#PEP 817 - Wheel Variants: Beyond Platfor...
1 messages · Page 1 of 1 (latest)
The PEP has a really nice motivation section, I love that you start with how numpy could start serving wheels with modern CPU features compiled in. I think one of the reasons all these GPU implementations have at least a 10x speedup over CPU code is because they currently basically force people through an installation nightmare, but at the end of it you e.g. have a CUDA-13 ecosystem which across the board is well optimized.
So this PEP fixes both sides: the compatibility-minded CPU world can ship speedy wheels for CPUs from this decade, and the speed-focused GPU world can become more user friendly.
in my personal experience, the contrast is even more stark: the CPU extensions give you some speedup (or a big one, for the pillow case), while without the right CUDA version, your code doesn't even run
there's many ML prediction tools that could run on CPU, but are effectively only usable on a GPU
it's a huge pain to set up all the ML stuff with CUDA, it's probably the single biggest pain we hear from users
I’m one of the software engineers working in a ML lab, so boy do I know!
For a lot of stuff however, the discrepancy is not as high, and as said, for those use cases I suspect that CPUs will be much more competitive when actually leveraging modern features.
Regarding the PEP: What I don’t get is how there’s just one variant label. What if a package needs both cuda 13 and x64_v3 features?
the label is an alias that the package author can freely set, and then there's a variants.json that says what the label means, e.g. CUDA 13 and x86_64_v3
we decided against putting everything in the filename to avoid running into OS filename limits (the windows one specifically) and because the filename is already long
I see! So that means that the user can has full selection power, nice. They just have to learn which variants exist for a package.

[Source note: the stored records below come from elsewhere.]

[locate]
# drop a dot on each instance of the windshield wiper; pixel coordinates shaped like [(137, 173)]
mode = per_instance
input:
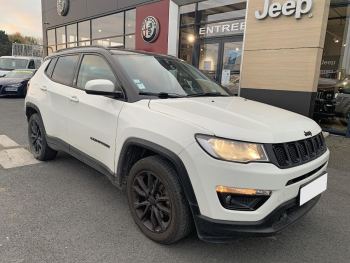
[(162, 95), (208, 94)]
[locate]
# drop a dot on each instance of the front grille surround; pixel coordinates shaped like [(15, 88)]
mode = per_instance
[(291, 154)]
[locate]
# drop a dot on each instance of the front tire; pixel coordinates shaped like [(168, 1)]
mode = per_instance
[(157, 202), (37, 140)]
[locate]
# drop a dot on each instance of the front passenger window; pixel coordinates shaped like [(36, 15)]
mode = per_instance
[(94, 67), (64, 69)]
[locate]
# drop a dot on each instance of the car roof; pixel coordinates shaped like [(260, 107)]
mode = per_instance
[(25, 69), (111, 50), (20, 57)]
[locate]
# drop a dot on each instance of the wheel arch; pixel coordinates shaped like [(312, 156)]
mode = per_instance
[(31, 109), (123, 168)]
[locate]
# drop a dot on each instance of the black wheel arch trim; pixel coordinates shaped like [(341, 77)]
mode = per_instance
[(30, 105), (169, 155)]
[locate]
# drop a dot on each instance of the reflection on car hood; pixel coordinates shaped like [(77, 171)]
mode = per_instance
[(238, 118)]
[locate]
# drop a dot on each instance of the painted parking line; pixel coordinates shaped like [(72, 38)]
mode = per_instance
[(6, 142), (12, 158)]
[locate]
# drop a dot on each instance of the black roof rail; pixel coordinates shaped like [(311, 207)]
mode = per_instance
[(80, 47)]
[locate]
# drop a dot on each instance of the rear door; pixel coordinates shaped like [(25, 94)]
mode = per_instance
[(58, 89), (93, 119)]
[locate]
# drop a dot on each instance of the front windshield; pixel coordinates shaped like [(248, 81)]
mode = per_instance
[(13, 63), (19, 74), (151, 74)]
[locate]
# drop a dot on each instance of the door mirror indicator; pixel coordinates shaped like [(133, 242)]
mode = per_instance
[(102, 87)]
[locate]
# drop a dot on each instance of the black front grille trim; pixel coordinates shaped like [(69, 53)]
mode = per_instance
[(242, 202), (291, 154), (305, 176)]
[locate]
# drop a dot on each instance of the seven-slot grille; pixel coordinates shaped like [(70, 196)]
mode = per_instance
[(292, 154)]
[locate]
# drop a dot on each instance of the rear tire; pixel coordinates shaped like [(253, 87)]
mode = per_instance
[(37, 139), (157, 202)]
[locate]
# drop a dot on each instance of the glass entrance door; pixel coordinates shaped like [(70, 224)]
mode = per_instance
[(209, 59), (220, 59)]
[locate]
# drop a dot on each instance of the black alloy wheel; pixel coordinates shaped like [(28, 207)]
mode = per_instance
[(151, 202), (36, 139), (157, 202)]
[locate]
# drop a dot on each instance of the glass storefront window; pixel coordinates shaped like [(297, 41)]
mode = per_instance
[(109, 42), (72, 36), (211, 38), (130, 21), (130, 42), (332, 104), (84, 33), (51, 39), (61, 35), (107, 26), (188, 14), (187, 40), (208, 59)]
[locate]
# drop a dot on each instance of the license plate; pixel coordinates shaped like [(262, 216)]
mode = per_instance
[(313, 189), (11, 89)]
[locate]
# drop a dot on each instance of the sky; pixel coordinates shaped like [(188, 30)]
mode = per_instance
[(22, 16)]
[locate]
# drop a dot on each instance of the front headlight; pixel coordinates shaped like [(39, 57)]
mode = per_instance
[(233, 151)]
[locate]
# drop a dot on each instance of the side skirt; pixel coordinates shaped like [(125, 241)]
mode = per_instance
[(60, 145)]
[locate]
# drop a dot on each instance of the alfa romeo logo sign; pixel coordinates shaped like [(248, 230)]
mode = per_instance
[(150, 29), (62, 7)]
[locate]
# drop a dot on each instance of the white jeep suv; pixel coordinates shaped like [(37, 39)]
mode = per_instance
[(186, 151)]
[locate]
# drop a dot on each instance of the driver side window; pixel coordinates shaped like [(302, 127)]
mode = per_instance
[(94, 67)]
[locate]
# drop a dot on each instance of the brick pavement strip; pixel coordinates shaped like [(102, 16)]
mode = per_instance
[(13, 155)]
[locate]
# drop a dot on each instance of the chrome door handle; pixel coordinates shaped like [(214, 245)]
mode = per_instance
[(43, 88), (74, 99)]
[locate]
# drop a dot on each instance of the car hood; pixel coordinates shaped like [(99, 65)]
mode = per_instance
[(238, 118), (9, 81), (3, 72)]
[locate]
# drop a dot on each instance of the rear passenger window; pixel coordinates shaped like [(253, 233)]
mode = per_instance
[(94, 67), (64, 70), (50, 67)]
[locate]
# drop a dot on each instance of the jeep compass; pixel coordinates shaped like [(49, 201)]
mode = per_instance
[(188, 154)]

My biggest concern with this pep, which isn't a new concern in general, is that we are eating up more characters for file names, and most file systems max out at 255. this is just a suspicion, not data driven, but we have some packages that have really long names already
Actually an easy enough query to make in the big query dataset... I'll give that a shot later if I am awake
An easy enough query:
SELECT `filename`, LENGTH(filename)
FROM `bigquery-public-data.pypi.distribution_metadata`
ORDER BY LENGTH(filename) DESC LIMIT 1000;
Produces this CSV so you don't have to. It includes filenames of things that have also been removed, since BQ "knows all" and doesn't get updated when things are deleted.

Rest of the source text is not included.